That doens't follow. Fitness-enahncing and gene-spreading behaviour don;t have to reward the organism concerned. What't the reward for self sacrifice?
that's a considerable understatement.
Sure. We should expect such rules to be followed to the degree that they are prudent.
There are several; kin selection, reciprocal altruism, and so on. In some cases, self-sacrifice is the result of a parasitic relationship. (Kin selection appears to have a memetic analog as well, but I'm not familiar with work that develops that concept rigorously, and distinguishes it from normal alliance behaviors; it might just be a subset of that.)
Again, I have no idea what you mean. Morality does not predict self-centered prudence, since it enjoins self-sacrifice, and evolution doenst predict self-centered prudence in all cases.
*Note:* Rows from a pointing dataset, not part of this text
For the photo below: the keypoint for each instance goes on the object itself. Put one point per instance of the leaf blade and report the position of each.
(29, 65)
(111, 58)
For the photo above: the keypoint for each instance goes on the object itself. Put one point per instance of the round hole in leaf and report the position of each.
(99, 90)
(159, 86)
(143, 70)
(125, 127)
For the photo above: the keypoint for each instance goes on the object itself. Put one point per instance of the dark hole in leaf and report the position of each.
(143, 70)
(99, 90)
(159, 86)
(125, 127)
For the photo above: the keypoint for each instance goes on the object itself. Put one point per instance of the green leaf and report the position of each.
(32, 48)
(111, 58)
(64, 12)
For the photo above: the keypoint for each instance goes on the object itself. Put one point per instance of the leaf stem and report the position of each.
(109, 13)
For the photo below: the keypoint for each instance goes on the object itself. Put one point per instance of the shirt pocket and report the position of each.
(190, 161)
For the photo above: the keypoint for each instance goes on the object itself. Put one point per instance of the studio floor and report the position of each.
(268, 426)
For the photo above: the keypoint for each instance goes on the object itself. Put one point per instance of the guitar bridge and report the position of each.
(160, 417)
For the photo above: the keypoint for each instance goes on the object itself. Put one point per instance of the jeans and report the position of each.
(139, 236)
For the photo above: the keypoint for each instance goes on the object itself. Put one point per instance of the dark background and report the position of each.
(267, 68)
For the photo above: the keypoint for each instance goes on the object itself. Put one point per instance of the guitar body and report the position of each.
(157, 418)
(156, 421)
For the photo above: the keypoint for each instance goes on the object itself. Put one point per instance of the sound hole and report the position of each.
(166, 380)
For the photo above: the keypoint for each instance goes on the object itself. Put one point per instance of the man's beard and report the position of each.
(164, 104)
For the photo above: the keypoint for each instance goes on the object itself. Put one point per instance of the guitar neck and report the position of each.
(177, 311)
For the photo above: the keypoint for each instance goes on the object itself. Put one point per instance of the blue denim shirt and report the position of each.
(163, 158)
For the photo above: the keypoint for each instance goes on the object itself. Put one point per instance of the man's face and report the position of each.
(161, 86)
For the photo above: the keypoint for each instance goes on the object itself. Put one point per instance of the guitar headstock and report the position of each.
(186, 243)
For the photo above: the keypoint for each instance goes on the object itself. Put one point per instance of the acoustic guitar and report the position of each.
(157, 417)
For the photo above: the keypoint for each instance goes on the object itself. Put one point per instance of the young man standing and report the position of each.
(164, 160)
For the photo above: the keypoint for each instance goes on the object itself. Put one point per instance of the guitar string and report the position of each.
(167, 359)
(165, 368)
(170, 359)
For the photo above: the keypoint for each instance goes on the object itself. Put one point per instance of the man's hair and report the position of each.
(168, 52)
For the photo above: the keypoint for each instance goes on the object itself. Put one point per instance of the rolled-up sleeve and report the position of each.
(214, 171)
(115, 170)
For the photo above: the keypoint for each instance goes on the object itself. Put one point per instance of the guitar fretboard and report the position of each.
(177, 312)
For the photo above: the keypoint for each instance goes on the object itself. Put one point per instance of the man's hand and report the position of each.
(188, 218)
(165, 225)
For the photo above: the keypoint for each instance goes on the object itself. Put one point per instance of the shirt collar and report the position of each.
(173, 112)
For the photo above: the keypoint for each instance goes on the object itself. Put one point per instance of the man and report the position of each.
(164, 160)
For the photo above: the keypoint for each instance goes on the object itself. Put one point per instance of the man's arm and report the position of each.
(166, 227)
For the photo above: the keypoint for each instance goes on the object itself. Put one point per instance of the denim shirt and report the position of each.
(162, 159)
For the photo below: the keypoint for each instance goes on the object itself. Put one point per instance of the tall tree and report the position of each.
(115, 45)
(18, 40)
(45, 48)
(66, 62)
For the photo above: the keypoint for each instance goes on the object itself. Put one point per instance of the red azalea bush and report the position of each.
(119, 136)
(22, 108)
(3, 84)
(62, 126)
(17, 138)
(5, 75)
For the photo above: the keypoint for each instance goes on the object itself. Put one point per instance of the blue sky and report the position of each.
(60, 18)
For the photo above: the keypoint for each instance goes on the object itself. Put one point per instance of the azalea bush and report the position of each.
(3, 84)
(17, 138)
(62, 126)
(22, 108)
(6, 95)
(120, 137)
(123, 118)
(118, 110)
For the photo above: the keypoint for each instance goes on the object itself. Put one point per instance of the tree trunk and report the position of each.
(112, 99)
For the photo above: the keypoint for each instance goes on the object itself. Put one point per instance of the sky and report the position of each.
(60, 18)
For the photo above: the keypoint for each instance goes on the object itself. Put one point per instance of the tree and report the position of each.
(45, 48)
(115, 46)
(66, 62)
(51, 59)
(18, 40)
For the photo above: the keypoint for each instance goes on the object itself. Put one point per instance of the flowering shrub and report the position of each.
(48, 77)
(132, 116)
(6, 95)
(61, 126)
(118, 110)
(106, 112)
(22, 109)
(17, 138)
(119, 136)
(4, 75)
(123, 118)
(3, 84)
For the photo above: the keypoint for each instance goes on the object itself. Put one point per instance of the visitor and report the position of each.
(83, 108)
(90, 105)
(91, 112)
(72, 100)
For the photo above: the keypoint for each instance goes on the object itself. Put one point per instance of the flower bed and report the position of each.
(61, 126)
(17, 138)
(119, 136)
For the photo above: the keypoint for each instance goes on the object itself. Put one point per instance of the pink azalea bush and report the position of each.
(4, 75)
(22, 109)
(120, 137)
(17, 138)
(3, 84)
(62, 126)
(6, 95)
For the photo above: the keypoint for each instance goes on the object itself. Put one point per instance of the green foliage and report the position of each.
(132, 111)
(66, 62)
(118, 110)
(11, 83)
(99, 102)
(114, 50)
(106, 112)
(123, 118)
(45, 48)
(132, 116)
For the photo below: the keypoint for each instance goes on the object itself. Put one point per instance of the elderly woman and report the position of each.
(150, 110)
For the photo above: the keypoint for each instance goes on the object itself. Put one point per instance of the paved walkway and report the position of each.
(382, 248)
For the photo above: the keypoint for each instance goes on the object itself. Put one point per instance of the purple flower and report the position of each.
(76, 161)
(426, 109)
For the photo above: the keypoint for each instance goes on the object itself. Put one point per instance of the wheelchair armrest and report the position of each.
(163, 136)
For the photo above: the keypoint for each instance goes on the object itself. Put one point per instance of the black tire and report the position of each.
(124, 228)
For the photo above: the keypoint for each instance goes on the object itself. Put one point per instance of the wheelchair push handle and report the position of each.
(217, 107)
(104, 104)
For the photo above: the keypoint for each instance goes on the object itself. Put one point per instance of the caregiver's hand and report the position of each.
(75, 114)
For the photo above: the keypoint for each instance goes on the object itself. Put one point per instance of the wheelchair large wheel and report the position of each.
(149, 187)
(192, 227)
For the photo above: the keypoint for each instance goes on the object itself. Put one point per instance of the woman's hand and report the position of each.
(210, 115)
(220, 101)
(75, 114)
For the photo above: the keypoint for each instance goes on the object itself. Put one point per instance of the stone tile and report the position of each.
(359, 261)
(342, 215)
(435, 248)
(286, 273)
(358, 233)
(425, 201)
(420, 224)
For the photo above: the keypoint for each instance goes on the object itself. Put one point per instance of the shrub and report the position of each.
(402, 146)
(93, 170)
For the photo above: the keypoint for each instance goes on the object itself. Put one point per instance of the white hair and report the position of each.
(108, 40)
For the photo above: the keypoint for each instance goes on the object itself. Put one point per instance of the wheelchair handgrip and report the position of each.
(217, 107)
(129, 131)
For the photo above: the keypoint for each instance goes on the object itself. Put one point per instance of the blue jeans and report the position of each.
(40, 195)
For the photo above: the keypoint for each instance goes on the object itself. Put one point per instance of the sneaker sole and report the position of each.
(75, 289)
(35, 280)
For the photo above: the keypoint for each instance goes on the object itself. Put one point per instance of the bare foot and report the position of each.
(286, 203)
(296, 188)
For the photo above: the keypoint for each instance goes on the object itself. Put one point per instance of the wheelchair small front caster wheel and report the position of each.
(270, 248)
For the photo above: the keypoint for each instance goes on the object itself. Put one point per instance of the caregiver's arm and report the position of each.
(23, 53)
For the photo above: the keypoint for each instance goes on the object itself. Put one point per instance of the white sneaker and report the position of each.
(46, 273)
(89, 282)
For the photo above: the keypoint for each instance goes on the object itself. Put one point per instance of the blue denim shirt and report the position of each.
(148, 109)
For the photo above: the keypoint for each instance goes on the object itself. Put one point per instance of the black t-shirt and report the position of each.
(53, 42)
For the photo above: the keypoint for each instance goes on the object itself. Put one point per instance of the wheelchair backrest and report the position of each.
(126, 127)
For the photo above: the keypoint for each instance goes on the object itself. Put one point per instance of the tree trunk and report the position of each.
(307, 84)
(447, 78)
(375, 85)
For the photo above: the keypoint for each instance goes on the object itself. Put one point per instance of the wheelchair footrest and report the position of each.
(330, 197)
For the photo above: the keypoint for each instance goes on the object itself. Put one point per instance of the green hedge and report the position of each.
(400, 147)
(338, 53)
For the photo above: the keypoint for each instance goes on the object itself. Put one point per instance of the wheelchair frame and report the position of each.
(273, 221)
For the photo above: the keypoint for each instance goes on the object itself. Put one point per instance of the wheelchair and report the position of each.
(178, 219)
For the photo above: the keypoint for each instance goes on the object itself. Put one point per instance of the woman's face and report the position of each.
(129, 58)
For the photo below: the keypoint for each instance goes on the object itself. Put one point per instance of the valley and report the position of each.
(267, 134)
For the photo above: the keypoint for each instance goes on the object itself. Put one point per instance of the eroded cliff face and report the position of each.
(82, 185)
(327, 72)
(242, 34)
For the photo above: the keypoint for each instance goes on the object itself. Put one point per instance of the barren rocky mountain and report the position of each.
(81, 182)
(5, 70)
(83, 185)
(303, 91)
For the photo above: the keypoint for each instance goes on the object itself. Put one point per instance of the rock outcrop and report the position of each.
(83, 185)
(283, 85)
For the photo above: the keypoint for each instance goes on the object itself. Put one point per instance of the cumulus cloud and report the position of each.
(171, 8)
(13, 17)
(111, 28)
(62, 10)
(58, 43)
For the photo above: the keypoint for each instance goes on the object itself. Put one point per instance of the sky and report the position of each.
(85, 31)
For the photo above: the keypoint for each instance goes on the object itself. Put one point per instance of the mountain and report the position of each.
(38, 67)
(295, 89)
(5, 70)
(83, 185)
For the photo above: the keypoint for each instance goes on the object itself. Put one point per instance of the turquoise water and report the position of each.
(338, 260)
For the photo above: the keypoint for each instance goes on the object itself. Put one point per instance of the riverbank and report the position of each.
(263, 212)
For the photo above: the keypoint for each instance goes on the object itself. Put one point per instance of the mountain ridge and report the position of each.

It is not selfishly prudent for bees to to defend their colony, or for male praying mantises to mate.
Rewards for whom?
If you pass on the idea that self-sacrifice is virtuous, in a persuasive sort of way (such as by believing it yourself), you're marginally more likely to enjoy the benefits of having someone willing to sacrifice their own interests nearby when you particularly need such a person. Of course, sometimes that meme kills you. Some people are born with sickle-cell anemia and never get the opportunity to benefit from malaria resistance; evolution doesn't play nice.